The New Testament and the People of God by N.T. Wright
“Show your work, Tom!”
N.T. Wright has written many popular level books. For a new reader, many of his ideas are very different, and use lines of thought that are completely foreign. Many of them are intriguing, but very often the reader is left saying “that was interesting, but I don’t quite see how he got there.” Or as a 3rd grade math teacher would say, “Show your work, Tom!” In the Christian Origins series, Wright shows his work, and it is rigorous and worldview shaping.
NTPG is the introductory book 1 of a 5 part series: 2. Jesus (Jesus and the Victory of God/ The Resurrection of the Son of God), 3. Paul (Paul and the Faithfulness of God), 4. The Gospels (forthcoming), and 5. Conclusion. In NTPG Wright lays the groundwork for the rest of the series methodologically, philosophically, historically, and theologically. He hints at how the rest will follow, but only offers the briefest of sketches of his later books.
After an Introduction, the second section explores his epistemology – “critical realism” and makes the case for coming at the New Testament material with the integrated lenses of Literature, History, and Theology, rather than an isolated and fragmented “specialist” perspective. This was the most rigorous philosophy I’ve read in awhile, but it gives direction to his project, and was enjoyable to read as only Wright can be.
The meat of the book is found in part 3, “1st Century Judaism within the Greco-Roman World.” He reconstructs the history from 587 BC to 135 AD within which the various strands of “Judaisms” developed. This time period came alive to me while reading this. The revolutions, the various sects, the would-be messiahs. I felt like I was breathing the cultural air that was swirling when Jesus came. This was incredibly helpful.

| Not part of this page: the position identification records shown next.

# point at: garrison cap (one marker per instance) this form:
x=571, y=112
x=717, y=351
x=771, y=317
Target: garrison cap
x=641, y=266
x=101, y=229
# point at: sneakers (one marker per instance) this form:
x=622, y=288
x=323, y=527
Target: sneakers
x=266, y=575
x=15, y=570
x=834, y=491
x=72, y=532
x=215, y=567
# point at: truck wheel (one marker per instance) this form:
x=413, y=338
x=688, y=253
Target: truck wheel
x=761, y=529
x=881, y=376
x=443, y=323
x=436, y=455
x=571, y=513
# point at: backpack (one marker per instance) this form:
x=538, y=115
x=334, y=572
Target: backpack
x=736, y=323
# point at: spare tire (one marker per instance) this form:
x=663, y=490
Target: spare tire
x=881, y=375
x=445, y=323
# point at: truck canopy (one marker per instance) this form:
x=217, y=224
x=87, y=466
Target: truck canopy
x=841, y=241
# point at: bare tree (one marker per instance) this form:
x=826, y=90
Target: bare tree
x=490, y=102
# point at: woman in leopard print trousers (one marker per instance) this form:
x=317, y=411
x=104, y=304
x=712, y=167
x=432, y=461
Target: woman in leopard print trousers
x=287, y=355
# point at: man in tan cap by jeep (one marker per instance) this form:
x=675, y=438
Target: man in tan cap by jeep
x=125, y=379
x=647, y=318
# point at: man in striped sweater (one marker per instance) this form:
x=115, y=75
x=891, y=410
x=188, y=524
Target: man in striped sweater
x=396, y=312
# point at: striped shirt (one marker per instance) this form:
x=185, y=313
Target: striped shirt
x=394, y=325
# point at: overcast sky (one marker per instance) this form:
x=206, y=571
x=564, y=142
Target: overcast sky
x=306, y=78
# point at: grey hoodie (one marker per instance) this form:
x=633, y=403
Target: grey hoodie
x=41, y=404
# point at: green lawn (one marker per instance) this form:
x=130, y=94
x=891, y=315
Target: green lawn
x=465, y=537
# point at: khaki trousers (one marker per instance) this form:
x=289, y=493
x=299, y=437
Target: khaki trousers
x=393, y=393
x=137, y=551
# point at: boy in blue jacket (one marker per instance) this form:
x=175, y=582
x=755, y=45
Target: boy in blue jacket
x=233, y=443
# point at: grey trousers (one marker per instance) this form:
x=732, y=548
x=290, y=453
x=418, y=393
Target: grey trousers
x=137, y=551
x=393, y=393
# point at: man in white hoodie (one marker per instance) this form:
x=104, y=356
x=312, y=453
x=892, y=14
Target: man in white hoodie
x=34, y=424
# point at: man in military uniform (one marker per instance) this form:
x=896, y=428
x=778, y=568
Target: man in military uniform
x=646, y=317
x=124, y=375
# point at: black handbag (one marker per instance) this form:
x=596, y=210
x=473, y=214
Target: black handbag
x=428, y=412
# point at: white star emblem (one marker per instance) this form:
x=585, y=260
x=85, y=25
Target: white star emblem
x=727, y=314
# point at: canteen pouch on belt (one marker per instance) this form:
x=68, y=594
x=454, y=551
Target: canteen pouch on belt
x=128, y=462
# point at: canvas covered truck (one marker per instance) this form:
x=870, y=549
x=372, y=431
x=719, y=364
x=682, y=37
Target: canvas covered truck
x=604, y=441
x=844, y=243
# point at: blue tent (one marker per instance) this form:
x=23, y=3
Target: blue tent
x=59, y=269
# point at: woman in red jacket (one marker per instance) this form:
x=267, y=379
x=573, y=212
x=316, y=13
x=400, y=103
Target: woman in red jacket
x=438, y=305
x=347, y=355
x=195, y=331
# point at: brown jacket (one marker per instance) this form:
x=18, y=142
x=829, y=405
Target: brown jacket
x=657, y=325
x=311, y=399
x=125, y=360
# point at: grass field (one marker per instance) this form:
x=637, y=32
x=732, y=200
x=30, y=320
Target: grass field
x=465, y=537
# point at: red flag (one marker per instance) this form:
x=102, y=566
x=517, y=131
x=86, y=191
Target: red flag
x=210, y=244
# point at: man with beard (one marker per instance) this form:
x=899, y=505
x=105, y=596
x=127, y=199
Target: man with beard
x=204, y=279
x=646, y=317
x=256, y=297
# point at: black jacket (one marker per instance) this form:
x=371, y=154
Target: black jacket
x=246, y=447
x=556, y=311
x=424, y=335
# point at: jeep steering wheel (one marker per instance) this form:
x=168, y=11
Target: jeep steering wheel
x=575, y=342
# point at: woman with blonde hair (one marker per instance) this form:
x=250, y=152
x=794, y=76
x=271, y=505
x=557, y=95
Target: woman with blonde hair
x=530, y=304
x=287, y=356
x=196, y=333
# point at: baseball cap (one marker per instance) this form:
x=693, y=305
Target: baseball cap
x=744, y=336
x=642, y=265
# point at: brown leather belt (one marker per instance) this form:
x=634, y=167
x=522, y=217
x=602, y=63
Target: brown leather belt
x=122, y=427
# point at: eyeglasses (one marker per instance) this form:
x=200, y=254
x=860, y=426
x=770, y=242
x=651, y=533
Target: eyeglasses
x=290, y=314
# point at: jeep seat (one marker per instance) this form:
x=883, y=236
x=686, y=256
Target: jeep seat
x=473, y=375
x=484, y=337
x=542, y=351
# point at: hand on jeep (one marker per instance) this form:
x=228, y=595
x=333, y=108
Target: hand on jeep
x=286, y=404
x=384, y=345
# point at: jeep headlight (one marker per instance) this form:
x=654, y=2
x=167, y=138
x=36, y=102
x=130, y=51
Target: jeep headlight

Wright takes it much deeper though, and this is where your entire paradigm is in danger. He uses Israel’s stories, symbols, and praxis to reconstruct a basic worldview, and then delves deeply into Israel’s beliefs in the climax of this section “The Hope of Israel.” Understanding the worldview, beliefs and hope of a 1st century Jew has opened up the entire Bible in ways I never understood before. Wright knows the Old Testament intimately, a well as the later developments showcased in the apocrypha, pseudepigrapha, and other literature of the period. It takes effort to work through these sections, but the result is a big picture grasp of the whole Bible in which the various parts fit coherently, not bits and pieces tacked awkwardly together.
It is within this historical and theological setting that Jesus comes, lives dies and rises, and the christian church is born. When set against that backdrop the New Testament explodes with significance. I am devouring my Bible with more enthusiasm than I have had in quite a while.
I highly recommend this book to anyone who wants to understand the big picture of the Bible. If you have read the Bible enough times to be familiar with all of its parts and have wrestled with various hermeneutical structures (covenant theology, dispensationalism, all the inbetweens) this book will do wonders for you. The pieces that never quite fit quite right will fall into place. Even the guys who disagree vehemently with specific details or implications (think “justification”) praise Wright for his big picture of the Bible. This is the book that starts it all off.
I recommend plowing straight through, even the difficult sections. Don’t bother with the footnotes – they will still be there the second time around. It will take multiple readings to fully digest all the details and then the implications of Wright’s picture, but it is envigorating and delightful.